For Performance-based v-Meme development, here are some good vectors.

  1.  Develop authentic mastery of a given area.  Authentic mastery develops the empathetic relationship to self — if you want to have  independent, data-driven relationships with other folks, you first have to have one with yourself.  Yvon Chouinard, the founder of Patagonia, insists in his book that he never felt comfortable hiring someone who couldn’t do real work with their hands — an implicit endorsement of this authenticity principle.
  2. Reflect on your level of mastery and expertise — use data and examples to accurately assess where you are on your journey toward expertise.  Looking at what others have done gives you metacognition — making you aware of what you don’t know, and how much further the journey will take you.  For example, I am a woodworker, and participate in Internet groups that have lots of other work displayed.  This lets me see how far I’ve come, as well as how far I have to go — and also gives me people whom I can ask for advice and consent while seeing the real results they’ve produced.
  3. Be aware of your own impulsive thought — slow down your timescales and pause before making decisions.  One of the books I’ve discussed, Thinking Fast and Slow, by Daniel Kahneman, exhaustively catalogs the benefits of slow thinking.
  4. Practice engaging in multi-solution thinking, preferably with a partner that you respect and trust.  Brainstorm multiple solutions to a given problem, and then list the reasons why or why not you think the solutions might be good (or not so good) ideas.  A fun book that shows this (especially if you like the Beatles) is Powers of Two by Joshua Schenk.  He details the paired interactions of some of the most creative people in the world.

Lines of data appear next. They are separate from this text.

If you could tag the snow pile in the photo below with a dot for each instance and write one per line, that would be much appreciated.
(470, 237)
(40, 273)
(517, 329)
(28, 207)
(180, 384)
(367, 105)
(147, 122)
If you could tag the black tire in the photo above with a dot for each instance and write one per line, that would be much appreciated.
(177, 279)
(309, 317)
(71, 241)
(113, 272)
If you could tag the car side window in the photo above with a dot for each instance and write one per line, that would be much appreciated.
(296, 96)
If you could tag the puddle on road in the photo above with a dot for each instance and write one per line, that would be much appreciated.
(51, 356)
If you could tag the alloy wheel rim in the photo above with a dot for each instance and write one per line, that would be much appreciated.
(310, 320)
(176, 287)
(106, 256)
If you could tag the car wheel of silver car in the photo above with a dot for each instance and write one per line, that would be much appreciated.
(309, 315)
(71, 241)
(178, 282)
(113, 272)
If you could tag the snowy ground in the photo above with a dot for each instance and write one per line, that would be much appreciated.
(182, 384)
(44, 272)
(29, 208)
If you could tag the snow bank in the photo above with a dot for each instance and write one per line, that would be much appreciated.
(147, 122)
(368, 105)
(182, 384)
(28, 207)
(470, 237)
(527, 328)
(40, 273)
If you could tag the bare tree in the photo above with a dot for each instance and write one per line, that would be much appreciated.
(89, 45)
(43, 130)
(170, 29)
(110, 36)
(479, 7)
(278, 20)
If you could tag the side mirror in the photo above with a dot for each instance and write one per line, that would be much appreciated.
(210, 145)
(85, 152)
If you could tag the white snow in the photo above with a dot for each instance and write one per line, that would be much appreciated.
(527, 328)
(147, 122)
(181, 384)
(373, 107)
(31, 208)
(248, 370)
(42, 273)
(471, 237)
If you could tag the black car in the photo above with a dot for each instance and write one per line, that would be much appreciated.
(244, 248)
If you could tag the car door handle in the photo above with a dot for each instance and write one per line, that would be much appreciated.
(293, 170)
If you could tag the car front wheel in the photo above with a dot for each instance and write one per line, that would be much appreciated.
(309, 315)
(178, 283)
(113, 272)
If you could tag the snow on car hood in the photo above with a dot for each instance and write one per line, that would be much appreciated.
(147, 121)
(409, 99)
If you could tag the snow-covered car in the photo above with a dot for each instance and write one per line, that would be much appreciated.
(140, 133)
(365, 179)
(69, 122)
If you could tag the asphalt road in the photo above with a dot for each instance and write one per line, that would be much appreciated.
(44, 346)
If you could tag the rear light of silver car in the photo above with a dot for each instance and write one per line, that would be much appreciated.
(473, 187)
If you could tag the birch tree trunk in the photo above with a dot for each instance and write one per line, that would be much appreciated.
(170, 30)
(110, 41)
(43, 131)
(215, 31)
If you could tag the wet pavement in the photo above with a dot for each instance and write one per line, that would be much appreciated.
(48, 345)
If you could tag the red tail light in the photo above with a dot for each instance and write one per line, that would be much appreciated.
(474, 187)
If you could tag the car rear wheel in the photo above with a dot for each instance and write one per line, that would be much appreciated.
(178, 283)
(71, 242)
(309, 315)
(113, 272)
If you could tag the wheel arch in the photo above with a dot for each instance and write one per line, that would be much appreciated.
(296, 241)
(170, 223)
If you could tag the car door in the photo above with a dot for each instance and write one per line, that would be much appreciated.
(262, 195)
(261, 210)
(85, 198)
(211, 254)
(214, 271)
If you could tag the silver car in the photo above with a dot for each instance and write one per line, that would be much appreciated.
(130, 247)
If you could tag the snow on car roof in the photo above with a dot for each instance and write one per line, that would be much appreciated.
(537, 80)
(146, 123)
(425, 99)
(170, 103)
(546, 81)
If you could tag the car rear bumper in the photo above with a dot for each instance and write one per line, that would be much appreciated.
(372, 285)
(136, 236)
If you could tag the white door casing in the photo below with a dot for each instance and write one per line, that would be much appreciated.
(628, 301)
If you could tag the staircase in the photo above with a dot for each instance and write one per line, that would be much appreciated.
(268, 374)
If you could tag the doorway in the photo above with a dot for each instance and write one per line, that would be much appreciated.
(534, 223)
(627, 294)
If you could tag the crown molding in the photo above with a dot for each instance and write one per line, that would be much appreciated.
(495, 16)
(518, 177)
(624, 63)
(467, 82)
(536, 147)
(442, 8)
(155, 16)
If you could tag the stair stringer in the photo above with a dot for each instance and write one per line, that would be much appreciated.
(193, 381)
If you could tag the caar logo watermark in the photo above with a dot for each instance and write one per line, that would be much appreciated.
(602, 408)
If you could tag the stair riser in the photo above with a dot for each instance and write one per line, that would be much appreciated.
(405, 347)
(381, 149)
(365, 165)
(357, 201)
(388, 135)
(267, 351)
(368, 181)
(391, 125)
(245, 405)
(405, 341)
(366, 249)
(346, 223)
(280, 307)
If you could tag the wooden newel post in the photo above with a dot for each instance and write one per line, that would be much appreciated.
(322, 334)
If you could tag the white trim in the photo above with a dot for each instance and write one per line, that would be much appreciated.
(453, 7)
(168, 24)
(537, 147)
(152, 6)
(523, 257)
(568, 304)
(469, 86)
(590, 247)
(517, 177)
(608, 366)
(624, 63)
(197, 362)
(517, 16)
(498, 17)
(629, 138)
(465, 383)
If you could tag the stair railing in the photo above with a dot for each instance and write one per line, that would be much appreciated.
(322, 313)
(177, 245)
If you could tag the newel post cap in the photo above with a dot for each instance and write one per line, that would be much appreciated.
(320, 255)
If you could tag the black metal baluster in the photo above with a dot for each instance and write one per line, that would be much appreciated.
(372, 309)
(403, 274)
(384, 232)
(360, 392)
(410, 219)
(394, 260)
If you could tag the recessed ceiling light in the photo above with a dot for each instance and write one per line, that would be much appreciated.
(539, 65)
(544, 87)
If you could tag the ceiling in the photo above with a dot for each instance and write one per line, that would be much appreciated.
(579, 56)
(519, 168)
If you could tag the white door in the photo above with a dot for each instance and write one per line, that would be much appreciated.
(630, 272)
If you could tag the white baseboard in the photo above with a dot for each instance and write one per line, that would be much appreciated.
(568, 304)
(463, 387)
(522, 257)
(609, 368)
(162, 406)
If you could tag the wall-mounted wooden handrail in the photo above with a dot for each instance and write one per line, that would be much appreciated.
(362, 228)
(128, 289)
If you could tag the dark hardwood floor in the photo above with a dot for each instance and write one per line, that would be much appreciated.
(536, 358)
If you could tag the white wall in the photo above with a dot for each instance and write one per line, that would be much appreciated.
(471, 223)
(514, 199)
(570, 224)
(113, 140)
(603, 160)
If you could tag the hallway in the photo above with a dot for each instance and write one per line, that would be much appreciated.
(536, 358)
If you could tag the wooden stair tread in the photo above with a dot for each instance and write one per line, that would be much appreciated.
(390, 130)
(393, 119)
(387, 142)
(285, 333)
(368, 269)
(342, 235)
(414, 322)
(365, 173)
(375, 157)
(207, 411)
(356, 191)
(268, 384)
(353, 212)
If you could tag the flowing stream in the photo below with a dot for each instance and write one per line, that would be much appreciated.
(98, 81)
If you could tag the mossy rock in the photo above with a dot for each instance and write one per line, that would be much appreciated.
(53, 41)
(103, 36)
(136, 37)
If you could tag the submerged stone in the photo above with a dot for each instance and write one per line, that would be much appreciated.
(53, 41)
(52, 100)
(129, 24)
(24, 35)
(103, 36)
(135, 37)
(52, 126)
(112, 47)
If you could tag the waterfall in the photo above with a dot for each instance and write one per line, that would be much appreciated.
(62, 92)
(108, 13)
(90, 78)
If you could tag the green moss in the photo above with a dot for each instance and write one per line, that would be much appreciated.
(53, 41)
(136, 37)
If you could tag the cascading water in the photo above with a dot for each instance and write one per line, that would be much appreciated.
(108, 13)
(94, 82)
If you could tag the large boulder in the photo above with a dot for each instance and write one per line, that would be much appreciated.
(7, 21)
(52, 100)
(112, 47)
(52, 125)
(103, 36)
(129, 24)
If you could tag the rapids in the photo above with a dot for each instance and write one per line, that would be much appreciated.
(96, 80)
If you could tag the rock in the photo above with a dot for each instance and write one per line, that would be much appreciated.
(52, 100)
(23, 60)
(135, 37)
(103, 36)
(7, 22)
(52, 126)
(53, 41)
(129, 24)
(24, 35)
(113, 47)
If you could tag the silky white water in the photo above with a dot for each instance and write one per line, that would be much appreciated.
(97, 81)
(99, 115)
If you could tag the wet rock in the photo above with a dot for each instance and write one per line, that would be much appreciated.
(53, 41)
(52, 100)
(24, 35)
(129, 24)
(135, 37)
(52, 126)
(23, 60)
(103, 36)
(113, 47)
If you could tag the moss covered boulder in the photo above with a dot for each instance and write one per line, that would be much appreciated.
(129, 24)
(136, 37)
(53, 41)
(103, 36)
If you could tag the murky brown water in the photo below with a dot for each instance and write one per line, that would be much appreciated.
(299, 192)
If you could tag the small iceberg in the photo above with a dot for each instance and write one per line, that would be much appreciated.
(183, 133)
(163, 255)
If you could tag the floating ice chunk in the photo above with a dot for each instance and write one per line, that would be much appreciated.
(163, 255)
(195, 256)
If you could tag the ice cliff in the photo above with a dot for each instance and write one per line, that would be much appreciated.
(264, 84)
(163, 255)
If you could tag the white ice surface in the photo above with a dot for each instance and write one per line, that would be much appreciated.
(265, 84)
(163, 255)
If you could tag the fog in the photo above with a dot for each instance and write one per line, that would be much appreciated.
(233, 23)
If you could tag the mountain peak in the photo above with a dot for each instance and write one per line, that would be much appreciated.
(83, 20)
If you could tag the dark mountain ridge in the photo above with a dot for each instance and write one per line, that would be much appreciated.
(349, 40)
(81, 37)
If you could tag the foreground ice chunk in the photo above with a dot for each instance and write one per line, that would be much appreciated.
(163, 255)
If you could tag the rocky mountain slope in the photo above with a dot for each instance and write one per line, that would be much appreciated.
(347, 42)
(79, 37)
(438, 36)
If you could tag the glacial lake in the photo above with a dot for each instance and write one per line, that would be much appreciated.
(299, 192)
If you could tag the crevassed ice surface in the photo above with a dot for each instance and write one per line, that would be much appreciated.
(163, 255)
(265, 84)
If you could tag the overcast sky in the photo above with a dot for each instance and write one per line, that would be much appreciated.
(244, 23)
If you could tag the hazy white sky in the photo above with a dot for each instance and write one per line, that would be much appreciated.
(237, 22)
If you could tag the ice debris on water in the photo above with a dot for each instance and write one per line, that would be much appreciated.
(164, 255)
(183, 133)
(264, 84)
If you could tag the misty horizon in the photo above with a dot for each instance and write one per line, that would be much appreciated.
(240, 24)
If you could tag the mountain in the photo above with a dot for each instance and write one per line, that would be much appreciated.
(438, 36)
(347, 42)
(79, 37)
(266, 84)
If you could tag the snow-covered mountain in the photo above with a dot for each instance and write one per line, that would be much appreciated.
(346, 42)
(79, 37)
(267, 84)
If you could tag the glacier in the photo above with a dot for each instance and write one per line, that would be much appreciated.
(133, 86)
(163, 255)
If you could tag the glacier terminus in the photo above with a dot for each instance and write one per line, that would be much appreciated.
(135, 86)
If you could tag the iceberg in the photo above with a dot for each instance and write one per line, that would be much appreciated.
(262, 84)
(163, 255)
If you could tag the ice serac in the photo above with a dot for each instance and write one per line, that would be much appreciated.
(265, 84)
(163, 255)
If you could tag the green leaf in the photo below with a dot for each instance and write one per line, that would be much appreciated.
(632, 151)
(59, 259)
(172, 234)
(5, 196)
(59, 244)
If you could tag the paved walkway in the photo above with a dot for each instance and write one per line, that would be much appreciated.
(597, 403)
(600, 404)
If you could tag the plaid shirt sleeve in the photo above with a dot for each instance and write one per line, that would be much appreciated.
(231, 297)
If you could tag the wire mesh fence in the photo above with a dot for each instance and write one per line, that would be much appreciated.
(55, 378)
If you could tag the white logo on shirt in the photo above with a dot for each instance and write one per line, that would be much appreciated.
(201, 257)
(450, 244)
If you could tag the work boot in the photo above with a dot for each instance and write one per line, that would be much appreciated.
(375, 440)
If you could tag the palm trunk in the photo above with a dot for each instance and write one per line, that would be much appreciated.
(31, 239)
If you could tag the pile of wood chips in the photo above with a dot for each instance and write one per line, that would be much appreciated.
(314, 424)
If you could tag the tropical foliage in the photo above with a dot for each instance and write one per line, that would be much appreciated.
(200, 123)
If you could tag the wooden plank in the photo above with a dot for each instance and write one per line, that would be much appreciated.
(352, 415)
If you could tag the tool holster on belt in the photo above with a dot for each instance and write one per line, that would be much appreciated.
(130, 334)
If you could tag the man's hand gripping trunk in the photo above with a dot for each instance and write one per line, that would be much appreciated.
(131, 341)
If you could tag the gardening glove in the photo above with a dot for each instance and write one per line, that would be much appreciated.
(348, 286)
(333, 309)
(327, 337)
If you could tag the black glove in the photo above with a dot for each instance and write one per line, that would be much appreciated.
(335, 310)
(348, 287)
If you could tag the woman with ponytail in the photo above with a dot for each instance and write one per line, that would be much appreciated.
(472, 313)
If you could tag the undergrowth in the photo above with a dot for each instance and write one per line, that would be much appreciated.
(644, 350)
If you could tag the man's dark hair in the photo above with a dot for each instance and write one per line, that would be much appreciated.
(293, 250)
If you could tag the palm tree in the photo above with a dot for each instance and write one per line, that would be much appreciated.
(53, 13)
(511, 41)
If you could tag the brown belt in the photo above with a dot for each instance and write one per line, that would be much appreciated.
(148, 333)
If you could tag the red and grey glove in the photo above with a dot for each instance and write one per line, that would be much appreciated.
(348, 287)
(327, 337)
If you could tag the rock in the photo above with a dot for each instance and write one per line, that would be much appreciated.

  5. If you’re given a problem, assemble multiple paths that could be followed to arrive at a solution.  Write down what you’re trying to optimize, and then judge those paths based on your criteria.  Think of this as being similar to finding your way across town during heavy construction.  There are many roads that you can travel — but which one you’re interested in is the one that suits your temperament.
  6. Iterate, iterate, iterate!  — This word was a gift from a new friend, and is the key toward becoming a Performance-based thinker.  Iterating naturally puts different timescales in your process, and starts you on the path of decoupling your emotions from your process, and focusing on getting results.  Modify the path, and perhaps, modify the goal as new data becomes available.  Make fewer parts of your final state set in stone, and adopt a fluidity of mindset.
  7. Ask someone (or work with someone) outside your normal group cohort for their opinion, and then actively work on incorporating that person’s ideas into a synthesis of your work and their ideas.  Nothing beats a diverse workforce, or a strong customer ethic, for growing this part of your brain and empathetic profile.
  8. Understand your own path as a heuristic — a series of assembled steps that you control, that have inherent potential for good outcomes as well as bad.  Estimate the risk in each step, and in your overall path.
  9. Understand that there will always be factors you can’t control — the other side of metacognition — while at the same time, work towards defining these and exploring them so they become more and more concrete.

That’s a start.  And maybe one more.  Practice saying ‘I don’t know’ if you really don’t know.  Change this from “I don’t know, and so therefore I must be stupid” to “I don’t know, and now that I know I don’t know, I’m going to find out!”  It’s the sign of real expertise.